Pop
Rock
11
NOVEMBRO 1992
WORLD
UMA FONTE QUE NÃO SECA
BRIGADA VICTOR JARA
15 Anos de Recriação da Música
Tradicional Portuguesa
CD, Caravela, distri. UPAV
Houve um tempo áureo da música popular portuguesa. A
primeira metade dos anos 80 prometia a eternidade ou, pelo menos, um futuro
risonho para os bons grupos que então se entregavam, como diz o título deste
disco, “à recriação da música tradicional portuguesa”: Ronda dos Quatro
Caminhos, Almanaque, Raízes, Terra a Terra, Vai de Roda e Brigada Victor Jara.

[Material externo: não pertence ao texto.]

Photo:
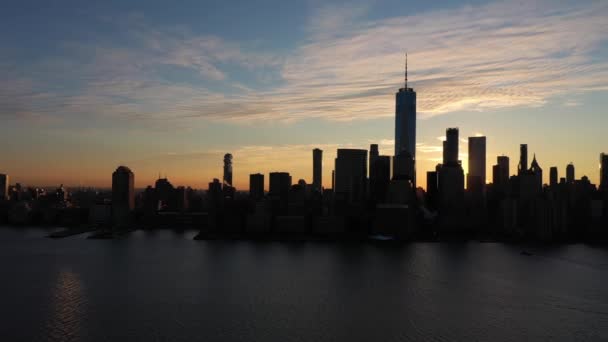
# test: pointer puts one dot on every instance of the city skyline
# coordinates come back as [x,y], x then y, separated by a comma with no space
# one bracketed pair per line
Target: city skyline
[78,111]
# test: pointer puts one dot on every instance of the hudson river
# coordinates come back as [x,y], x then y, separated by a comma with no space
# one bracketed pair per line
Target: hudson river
[164,286]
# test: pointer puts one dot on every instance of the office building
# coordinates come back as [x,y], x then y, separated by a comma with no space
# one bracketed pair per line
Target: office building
[123,194]
[227,180]
[405,124]
[450,147]
[604,171]
[351,174]
[317,169]
[4,183]
[553,177]
[522,167]
[279,185]
[570,174]
[476,178]
[256,186]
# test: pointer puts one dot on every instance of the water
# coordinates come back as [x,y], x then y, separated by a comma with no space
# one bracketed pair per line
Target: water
[163,286]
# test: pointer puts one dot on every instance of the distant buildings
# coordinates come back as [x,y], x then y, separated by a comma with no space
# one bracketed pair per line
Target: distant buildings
[227,180]
[553,177]
[604,172]
[405,124]
[570,174]
[476,178]
[351,174]
[317,169]
[279,185]
[256,186]
[123,195]
[4,184]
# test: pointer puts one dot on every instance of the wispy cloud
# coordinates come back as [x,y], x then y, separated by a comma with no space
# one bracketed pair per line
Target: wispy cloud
[468,59]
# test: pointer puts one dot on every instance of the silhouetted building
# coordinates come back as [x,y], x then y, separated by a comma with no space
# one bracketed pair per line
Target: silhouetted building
[450,147]
[570,174]
[604,171]
[351,174]
[4,183]
[405,121]
[381,169]
[256,186]
[553,177]
[228,169]
[317,169]
[279,186]
[123,194]
[476,179]
[403,167]
[523,159]
[500,172]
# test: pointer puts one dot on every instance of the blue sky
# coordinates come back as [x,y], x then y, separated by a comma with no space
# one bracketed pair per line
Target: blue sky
[170,86]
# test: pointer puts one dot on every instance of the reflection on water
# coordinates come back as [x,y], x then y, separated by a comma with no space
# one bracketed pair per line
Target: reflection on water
[67,308]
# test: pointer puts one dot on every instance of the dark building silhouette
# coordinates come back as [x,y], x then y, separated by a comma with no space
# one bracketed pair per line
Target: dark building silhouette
[123,195]
[227,169]
[476,178]
[351,174]
[570,174]
[381,170]
[256,186]
[604,171]
[405,122]
[450,147]
[279,185]
[501,172]
[522,167]
[553,176]
[4,184]
[317,169]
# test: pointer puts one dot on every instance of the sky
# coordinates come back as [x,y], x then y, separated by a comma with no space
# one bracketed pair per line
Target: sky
[167,88]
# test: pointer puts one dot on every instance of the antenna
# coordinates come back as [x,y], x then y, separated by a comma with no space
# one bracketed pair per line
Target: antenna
[406,71]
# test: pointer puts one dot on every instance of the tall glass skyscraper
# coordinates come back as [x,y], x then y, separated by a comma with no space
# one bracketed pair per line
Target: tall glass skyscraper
[405,121]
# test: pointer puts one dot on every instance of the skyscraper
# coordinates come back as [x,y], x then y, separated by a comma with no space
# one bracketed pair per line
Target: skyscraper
[523,159]
[604,171]
[279,185]
[477,162]
[570,173]
[450,147]
[4,182]
[553,177]
[317,169]
[405,121]
[227,169]
[351,173]
[123,194]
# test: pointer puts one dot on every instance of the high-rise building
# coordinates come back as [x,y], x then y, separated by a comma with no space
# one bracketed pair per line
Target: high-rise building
[477,162]
[227,169]
[523,159]
[317,169]
[123,194]
[405,122]
[604,171]
[351,174]
[450,147]
[381,169]
[4,183]
[553,177]
[373,154]
[256,186]
[570,173]
[279,185]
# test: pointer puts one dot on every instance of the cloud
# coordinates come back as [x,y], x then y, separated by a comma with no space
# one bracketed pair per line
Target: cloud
[478,58]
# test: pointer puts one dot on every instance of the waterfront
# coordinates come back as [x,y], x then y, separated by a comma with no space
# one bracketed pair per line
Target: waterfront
[165,286]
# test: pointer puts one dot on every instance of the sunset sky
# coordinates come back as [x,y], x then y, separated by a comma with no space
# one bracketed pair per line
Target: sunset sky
[170,87]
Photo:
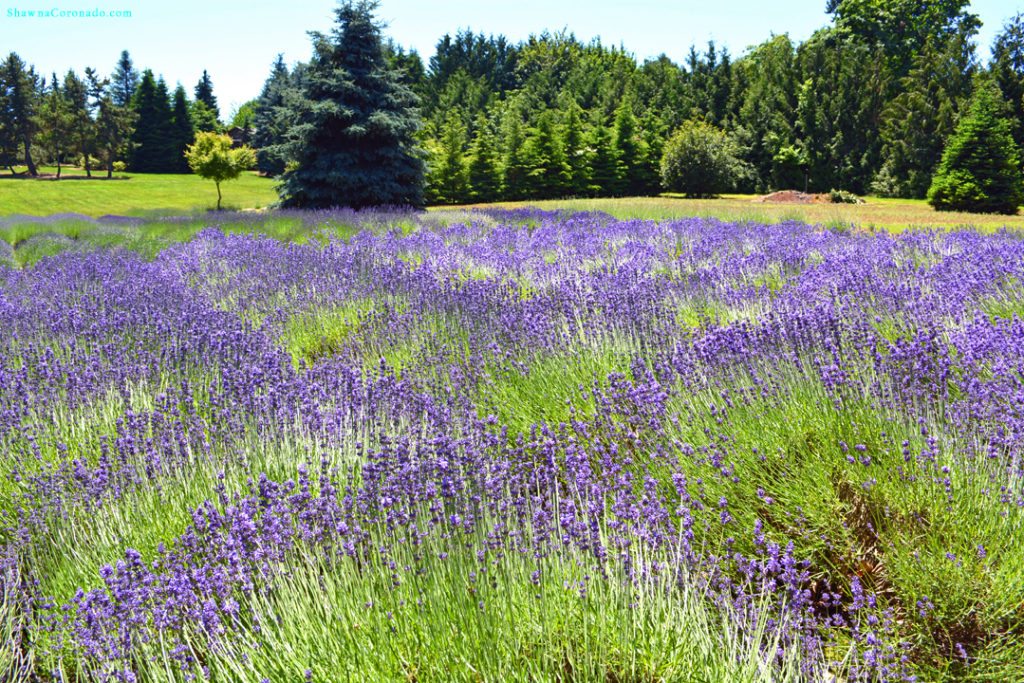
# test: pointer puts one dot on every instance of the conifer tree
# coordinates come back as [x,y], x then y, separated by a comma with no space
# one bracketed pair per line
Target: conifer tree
[114,131]
[270,122]
[183,133]
[153,140]
[446,177]
[484,173]
[352,141]
[18,103]
[124,81]
[576,152]
[549,174]
[54,116]
[514,168]
[204,93]
[604,178]
[980,167]
[76,92]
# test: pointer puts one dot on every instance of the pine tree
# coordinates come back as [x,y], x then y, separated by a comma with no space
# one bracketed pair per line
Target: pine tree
[353,138]
[604,178]
[183,133]
[1008,68]
[79,110]
[18,102]
[114,131]
[630,152]
[124,81]
[56,122]
[270,121]
[549,173]
[446,178]
[514,167]
[153,140]
[980,168]
[484,174]
[204,93]
[576,152]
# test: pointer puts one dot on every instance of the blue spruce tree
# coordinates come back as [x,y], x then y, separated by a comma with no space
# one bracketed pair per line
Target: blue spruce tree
[351,139]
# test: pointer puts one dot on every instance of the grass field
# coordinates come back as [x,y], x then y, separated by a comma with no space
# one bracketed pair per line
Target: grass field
[148,194]
[128,194]
[508,445]
[887,214]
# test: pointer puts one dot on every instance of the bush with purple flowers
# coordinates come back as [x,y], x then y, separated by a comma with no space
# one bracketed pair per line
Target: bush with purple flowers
[509,445]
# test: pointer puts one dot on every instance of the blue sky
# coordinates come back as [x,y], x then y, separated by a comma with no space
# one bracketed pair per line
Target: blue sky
[237,41]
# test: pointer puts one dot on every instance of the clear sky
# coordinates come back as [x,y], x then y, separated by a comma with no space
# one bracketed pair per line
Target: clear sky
[237,41]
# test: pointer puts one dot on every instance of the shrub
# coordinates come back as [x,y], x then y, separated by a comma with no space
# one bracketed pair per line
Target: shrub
[699,160]
[844,197]
[979,171]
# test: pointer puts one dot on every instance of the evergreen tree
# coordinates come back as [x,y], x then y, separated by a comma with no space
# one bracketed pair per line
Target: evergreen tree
[204,93]
[548,174]
[124,81]
[115,126]
[446,178]
[1008,68]
[183,133]
[483,172]
[576,152]
[630,152]
[204,120]
[270,122]
[80,111]
[915,123]
[18,103]
[980,168]
[153,141]
[56,122]
[514,168]
[353,138]
[604,178]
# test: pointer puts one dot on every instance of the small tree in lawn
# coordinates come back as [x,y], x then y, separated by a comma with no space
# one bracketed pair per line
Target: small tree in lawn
[980,168]
[211,157]
[699,160]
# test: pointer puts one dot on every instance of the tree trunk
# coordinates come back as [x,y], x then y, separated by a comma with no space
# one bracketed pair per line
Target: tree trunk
[28,156]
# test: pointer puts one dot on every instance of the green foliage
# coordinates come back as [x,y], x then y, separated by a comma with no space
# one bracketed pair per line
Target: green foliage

Alguns ficaram pelo caminho. Outros, a determinada altura, seguiram por ínvios
atalhos, mais fáceis, talvez mais rentáveis. Sobraram dessa geração os Vai de
Roda, após um período de interregno, e a Brigada Victor Jara, que continua o
seu percurso de demanda de um graal oculto na matéria-prima das tradições
portuguesas. Os músicos da Brigada Victor Jara nunca se quiseram fazer passar
por puristas. Desde o primeiro disco, “Eito Fora”, de 1977, até ao mais
recente, “Monte Formoso”, de 1989, passando por “Tamborileiro” (1979), “Marcha
dos Foliões” (1982) e “Contraluz” (1984), sempre se dedicaram à tal
“recriação”, ou seja, ao aproveitamento de uma base tradicional sobre a qual
criaram, e continuam a criar, arranjos contemporâneos, uns mais do que outros, sem
contudo perderem o “espírito” tradicional. Conseguir ser atual e manter vivo
esse “espírito”, eis onde reside o segredo. O seus detentores sabem como evitar
o perigo da descaracterização e manter ereta a árvore. Pois sabem que as raízes
permanecem mas a folhagem pode mudar. Ao longo de 15 anos, passaram pela
Brigada mais de vinte músicos. As várias mudanças de formação não obstaram
entretanto à manutenção de um estilo e de uma linha de conduta exemplares. “15
Anos” reúne de facto alguns dos melhores temas da discorafia da banda, com
perdomínio da tradição nortenha (oito tradicionais transmontanos, um do Douro
Litoral, quatro das Beiras), somente uma canção do Alentejo e três dos Açores,
além dos “pregões” recolhidos e transfigurados pela Brigada numa original
evocação das vozes populares de uma cidade que já vai faltando. Canções e
instrumentais passam por ordem cronológica que, curiosamente, faz sentido,
trazendo à memória e ao presente outros tempos e outros costumes. Contam-se
histórias, afastam-se papões, fazem-se festas e baila-se numa terra não
dividida. As percussões granítcas dos bombos suportam os folguedos das
gaitas-de-foles. Sobre o palanque, no adro da igreja, alguém toca um acordeão,
um violino, uma flauta. E na dança os pares de raparigas e rapazes enlaçam-se
no círculo inquebrantável. O prazer casa-se com a religiosidade, a euforia
dionísica com a simplicidade e força apolíneas. A Brigada Victor Jara viaja
pelo Portugal que gostaríamos que permanecesse para sempre. Na sua música não
há nostalgia do passado porque nunca houve tempo perdido ou que ficasse
irremediavelmente para trás. Pelo contrário, as canções são eternas, tocadas
num adufe ou num sintetizador. Nunca seca, a água da fonte primeira. Em “15
Anos” não há momentos fracos e abundam os que ficaram para a história da música
portuguesa de raiz tradicional: “Ao romper da bela aurora”, “Marião”, “Ó menino
ó”, “Charamba”, “S. Gonçalo”, “Cantiga bailada”, “Faixinha Verde” ou um “Bento
airoso” inesquecível que talvez valesse a pena recuperar em novo arranjo que
deixasse de parte o saxofone. Para os incondicionais da Brigada (e até à data o
único disco da banda em compacto) ou para os apreciadores da música popular
portuguesa em geral, um disco de aquisição obrigatória. (8)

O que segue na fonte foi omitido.